The price for all this speed and convenience is that att sites flank your gene. Of the four kinds of att sites used in the GATEWAY Cloning Technology, only the attB sites that flank your gene in the Expression Clones are of any consequence. Fortunately, these are small (25 bp) and lack the hairpin structure of the loxP sites of the Cre/lox system (so expression levels remain high). The Life Technologies folks have taken out all the stop codons and made new specificities, so the attB sites are highly specific and don't have any noticeable effect on protein expression. In fact, translation across the attB sites doesn't even seem to change the in vivo protein-protein interactions of the yeast two-hybrid system.

Beyond that, there are two recombination cocktails to keep track of, the BP CLONASE for cloning PCR products or moving your gene back out of an Expression Clone, and the LR CLONASE for moving your gene from an Entry Clone into any of the Destination Vectors. No cutting, no polishing, no phosphatasing, no gel purifications, no digests for orientation, etc., etc., etc. The reactions are so simple; they've been automated.

Any Legal Stuff to Worry About? (Back to Top)
Not for the academic researcher. Industrial types don't need to do anything up front (if doing research), and nothing at all until the volumes of CLONASE Enzyme Mix get pretty serious. Then there are licenses to arrange, but no royalties or reach through. There are licenses for commercial use of the system.

View from the Laboratory (Back to Top)
To create a set of usable reagents representing an entire genome-worth of information, in this case, C. elegans, Vidal has turned to Life Technologies' Gateway technology. With this technology, he is creating a "macro-array" of all the open reading frames from his model organism—the ORFeome, they call it—which can then be produced in defined expression systems, the exact nature of which would vary depending on your purpose. You might choose yeast, for example, when you want to look at protein interactions through two-hybrid systems, or E. coli, when protein isolation is a goal.
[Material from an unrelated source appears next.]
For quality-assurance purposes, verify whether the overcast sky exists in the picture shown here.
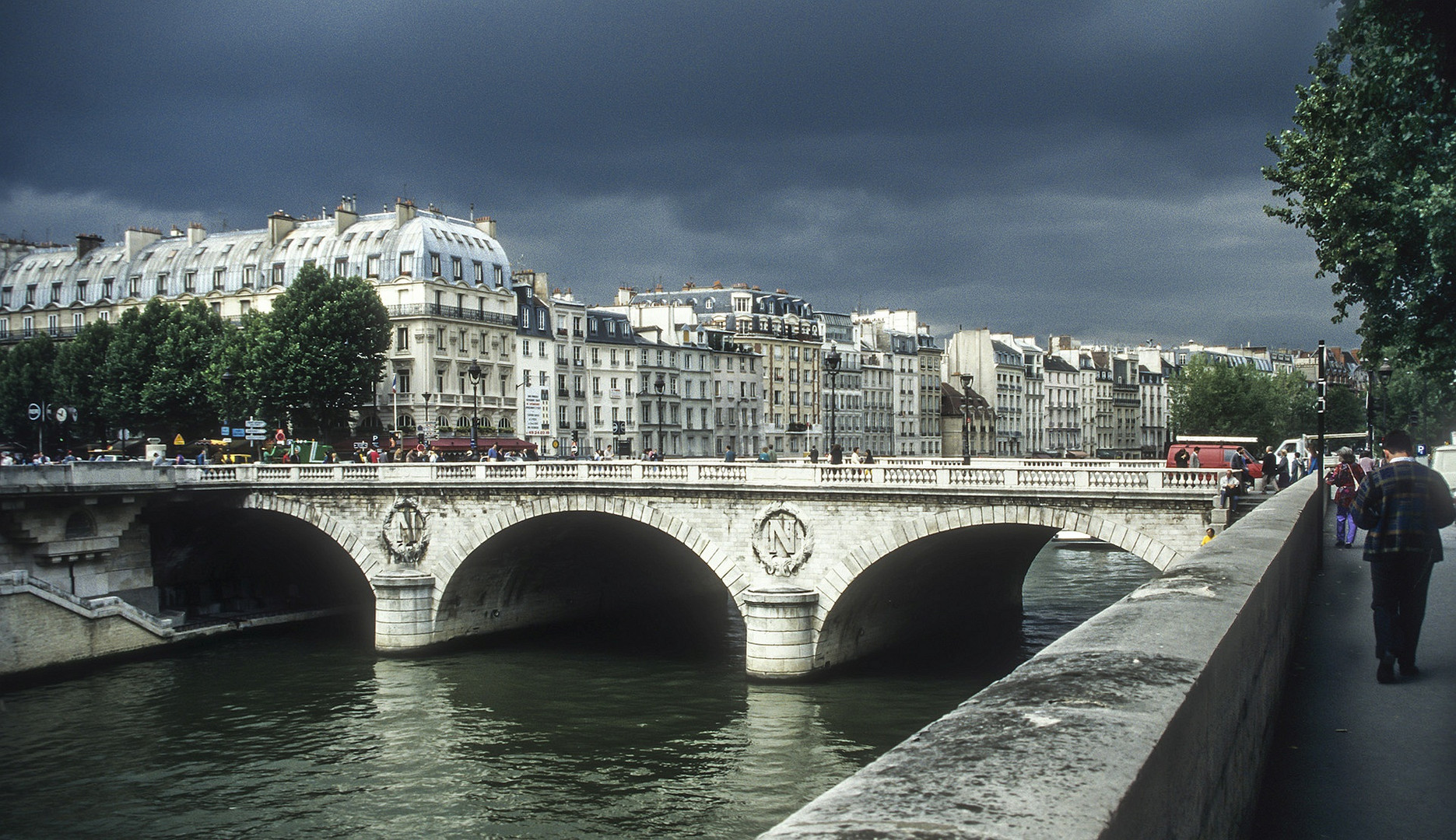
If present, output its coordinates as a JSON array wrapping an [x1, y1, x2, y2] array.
[[0, 0, 1356, 346]]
Vidal has set out to insert most of the approximately 19,000 C. elegans ORF's into Gateway vectors using PCR products from a cDNA library, so chosen to generate expression-ready fragments (i.e. exons only, from the ATG to the stop codon). Special primers are constructed for each ORF that flank the coding region of the cDNA and with an additional 25 bases of attachment sequence to create a PCR fragment with wheels—one that will go directly into a Gateway Donor vector.

When contemplating numbers in the tens of thousands, efficiency and ease of use become issues. With Gateway, Vidal is racking up 80–90% success rates, with a low percentage of incorrect insertions. In addition, he has automated the process, from the design of the primers to the Gateway reaction themselves, which are conducted in 96-well plates and moved about robotically. While to date, Vidal's group has cranked out 300 ORF's, they are gearing up to do 400 per week in the new millennium, all of which will be available to any researcher who desires them.

Vidal is thinking long-term, and sees Gateway as a simple yet flexible system that could be taken in whatever direction the future holds.

For more information on the C. elegans ORFeome: Marc Vidal MGH Cancer Center, Bldg. 149, 13th Street, Charlestown, MA 02129. Tel: 617-724-3404. Fax: 617-726-7808 or 617-726-5637. Email: vidal@helix.mgh.harvard.edu (after the first of the year, vidal@dfci.harvard.edu).

So... When? (Back to Top)
The first round of GATEWAY Cloning Technology product releases is due in December of '99, with more vectors and systems to come.